Dive Brief:
- Bad customer experiences are putting $3.7 trillion at risk globally, according to research released Thursday from the Qualtrics XM Institute, the thought leadership unit of Qualtrics XM. The unit surveyed 28,400 consumers across 26 countries and regions and compared their responses to World Bank data on consumer spending.
- Just over half of consumers reduce or stop spending at a business after a very poor experience, according to the study. When it comes to the fast food industry, that rate climbs to nearly two-thirds of customers.
- Organizations risk losing 7% of their sales globally due to poor experiences. “Half a percent swing in sales for most organizations can be tragic,” Bruce Temkin, head of Qualtrics XM Institute, told CX Dive. “That represents what I consider a very significant amount of controllable savings that an organization can do.”
Dive Insight:
Customers say that businesses globally disappoint 14% of the time. While that’s a slight decrease in the rate of bad experiences by about 2 percentage points year-over-year, increases in consumer spending mean each of those bad experiences costs businesses more.
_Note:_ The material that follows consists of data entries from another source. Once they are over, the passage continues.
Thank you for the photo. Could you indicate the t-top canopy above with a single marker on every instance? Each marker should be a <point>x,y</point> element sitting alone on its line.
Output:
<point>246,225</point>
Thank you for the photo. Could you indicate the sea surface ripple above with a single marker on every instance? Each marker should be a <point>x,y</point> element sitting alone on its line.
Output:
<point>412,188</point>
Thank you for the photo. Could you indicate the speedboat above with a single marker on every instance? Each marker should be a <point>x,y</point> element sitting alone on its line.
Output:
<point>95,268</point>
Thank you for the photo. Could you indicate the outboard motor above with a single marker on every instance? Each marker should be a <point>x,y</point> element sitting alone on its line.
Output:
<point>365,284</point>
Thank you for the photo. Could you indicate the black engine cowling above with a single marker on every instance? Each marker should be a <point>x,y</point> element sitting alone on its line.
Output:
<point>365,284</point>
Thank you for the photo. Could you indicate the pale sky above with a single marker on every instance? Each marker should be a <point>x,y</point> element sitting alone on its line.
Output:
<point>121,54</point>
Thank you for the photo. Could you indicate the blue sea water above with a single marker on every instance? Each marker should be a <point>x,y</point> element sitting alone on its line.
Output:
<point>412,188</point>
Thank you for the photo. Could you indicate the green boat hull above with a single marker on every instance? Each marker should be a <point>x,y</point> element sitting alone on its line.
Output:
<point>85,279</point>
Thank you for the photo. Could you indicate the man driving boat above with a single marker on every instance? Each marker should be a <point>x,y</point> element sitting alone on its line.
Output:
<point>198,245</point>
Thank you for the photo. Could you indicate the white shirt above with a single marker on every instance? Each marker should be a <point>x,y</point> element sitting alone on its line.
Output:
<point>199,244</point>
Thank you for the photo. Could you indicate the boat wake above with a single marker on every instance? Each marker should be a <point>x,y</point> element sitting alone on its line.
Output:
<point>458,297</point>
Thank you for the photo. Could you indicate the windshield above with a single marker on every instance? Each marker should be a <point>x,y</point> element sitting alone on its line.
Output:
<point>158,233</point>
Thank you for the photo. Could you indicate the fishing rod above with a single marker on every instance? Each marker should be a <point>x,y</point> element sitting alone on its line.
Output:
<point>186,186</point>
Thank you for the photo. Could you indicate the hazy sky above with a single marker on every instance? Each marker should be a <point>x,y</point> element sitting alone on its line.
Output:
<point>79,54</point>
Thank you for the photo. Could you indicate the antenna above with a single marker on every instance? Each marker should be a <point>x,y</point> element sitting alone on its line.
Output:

While these bad customer experiences have significant monetary repercussions, businesses can mitigate the damage. But “it’s not possible to eliminate all bad experiences,” Temkin said.
Instead, companies should identify their sources of very bad experiences. Temkin points to airlines as an example. “An airline knows that a very bad experience is when I lose your luggage or when you miss a flight or miss a connection.”
He encourages businesses to minimize those known bad experiences and have clear, proactive remediations for such bad experiences. By remediating such experiences, customers don’t always remember them as bad encounters.
“At the end of the day, I am not going to stop spending with you because the experience is bad. I'm going to stop spending with you because I remember it as a bad experience,” he said.
Another way to mitigate the effects of bad experiences is to build up a sense of trust and forgiveness, Temkin said. If a company has built loyalty and trust among its customers, they may be more likely to give that company the benefit of the doubt when things go awry.
One of the most important things companies can do is to acknowledge and apologize for bad experiences.
“At the end of the day, people want to know that a company is thinking about the things that are important to them,” he said. Even if you can’t fix it, “acknowledging it and saying you're sorry can go a long way.”
To determine the monetary value of bad experiences, Qualtrics XM Institute compared its survey responses by country to the World Bank’s data on household spending by country.